If Jesus existed, the fact that he retold the Noah flood story doesn’t make him a liar any more than I am by retelling stories from Greek, Norse, Maori or Japanese mythology, or from Aesop’s fables to my grandchildren. I guess that unlike me, he might have believed the stories to be factual. That doesn’t make him a liar. Stories are a method of transferring morals and social values from one generation to the next.
Whether one is religious or not, I believe the error on both sides is thinking the bible should be read literally.
Please, re-read the book as it dictates that it is the word of your sky daddy. Please.
I don’t have a sky daddy. I don’t have any evidence that god exists.
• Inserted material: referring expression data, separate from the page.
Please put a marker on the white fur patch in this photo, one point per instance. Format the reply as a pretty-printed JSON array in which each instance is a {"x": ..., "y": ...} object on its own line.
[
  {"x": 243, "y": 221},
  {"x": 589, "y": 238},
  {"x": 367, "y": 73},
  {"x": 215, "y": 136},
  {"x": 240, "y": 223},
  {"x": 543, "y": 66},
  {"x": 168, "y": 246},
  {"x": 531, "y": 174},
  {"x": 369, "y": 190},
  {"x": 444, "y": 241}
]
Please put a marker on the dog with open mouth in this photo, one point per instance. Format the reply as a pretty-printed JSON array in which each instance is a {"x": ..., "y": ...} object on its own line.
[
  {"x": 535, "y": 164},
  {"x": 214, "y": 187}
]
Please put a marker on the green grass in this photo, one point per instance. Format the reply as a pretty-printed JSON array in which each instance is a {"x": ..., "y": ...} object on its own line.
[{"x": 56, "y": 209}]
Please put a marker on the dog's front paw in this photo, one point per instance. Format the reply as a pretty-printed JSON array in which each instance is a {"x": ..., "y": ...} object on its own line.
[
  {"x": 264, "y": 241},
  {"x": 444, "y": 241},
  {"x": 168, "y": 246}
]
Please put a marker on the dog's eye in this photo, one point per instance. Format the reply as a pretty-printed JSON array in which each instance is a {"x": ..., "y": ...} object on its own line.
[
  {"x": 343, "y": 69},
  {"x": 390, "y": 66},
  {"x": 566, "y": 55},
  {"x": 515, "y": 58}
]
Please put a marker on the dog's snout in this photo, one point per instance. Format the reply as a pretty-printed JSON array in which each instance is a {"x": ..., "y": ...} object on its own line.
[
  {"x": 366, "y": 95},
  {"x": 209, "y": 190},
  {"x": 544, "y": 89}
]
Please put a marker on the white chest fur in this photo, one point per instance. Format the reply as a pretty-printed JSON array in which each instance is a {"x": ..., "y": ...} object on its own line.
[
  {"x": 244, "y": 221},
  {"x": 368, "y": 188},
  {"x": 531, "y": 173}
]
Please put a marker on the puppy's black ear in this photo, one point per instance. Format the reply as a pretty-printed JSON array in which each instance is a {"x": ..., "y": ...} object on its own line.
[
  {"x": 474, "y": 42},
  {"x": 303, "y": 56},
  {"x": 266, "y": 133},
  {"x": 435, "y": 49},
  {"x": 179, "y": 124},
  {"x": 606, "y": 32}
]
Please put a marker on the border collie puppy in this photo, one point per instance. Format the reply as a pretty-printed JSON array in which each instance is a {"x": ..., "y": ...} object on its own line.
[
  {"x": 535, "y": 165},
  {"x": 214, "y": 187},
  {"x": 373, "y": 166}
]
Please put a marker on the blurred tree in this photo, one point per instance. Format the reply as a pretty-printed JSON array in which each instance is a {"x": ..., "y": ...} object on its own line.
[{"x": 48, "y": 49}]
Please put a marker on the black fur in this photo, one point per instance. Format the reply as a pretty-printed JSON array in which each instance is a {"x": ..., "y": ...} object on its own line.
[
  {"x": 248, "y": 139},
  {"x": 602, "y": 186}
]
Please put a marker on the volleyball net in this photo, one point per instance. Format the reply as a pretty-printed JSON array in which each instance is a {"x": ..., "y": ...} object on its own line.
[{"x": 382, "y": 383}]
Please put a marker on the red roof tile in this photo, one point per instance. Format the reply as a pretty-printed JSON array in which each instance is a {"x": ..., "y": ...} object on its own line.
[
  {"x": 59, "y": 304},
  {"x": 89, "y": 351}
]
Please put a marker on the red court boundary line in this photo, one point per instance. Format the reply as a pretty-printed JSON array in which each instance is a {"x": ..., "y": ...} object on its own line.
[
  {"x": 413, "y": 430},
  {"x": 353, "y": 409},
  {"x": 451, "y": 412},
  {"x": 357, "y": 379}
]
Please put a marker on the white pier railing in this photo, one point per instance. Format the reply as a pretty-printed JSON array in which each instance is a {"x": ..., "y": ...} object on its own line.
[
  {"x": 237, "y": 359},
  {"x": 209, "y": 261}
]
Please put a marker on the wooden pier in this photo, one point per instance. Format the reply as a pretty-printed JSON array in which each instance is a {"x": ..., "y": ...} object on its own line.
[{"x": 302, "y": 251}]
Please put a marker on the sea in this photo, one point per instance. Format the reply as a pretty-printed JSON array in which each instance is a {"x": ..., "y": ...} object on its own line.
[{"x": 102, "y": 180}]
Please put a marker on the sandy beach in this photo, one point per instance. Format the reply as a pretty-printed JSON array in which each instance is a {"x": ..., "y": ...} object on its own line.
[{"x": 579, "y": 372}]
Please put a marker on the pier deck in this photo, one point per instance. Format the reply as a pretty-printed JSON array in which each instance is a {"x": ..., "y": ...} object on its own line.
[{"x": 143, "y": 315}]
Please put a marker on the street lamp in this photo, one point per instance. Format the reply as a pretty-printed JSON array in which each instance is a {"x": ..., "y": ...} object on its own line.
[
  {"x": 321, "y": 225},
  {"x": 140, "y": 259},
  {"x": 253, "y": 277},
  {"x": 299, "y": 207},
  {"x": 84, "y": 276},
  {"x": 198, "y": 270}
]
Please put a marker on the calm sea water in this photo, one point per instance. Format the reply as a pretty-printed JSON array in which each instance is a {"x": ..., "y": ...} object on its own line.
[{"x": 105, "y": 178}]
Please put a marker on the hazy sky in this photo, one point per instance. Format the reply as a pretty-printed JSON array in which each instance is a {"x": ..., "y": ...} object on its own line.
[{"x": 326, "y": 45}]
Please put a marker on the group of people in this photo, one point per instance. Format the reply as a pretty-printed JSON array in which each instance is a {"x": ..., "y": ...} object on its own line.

I presume the book you are referring to is the bible. I’ll ignore the fact that it is a collection of books written by multiple authors over a long period of time, but as it was written by men, it has no more authority than any other book. I don’t understand why you believe I should interpret it literally.
Going back to my original comment: If someone retells a story they believe to be true, that someone is not a liar if the story turns out to be false. They would be a liar only if they continued to retell the story as being true, or failed to let it be known that they had been mistaken.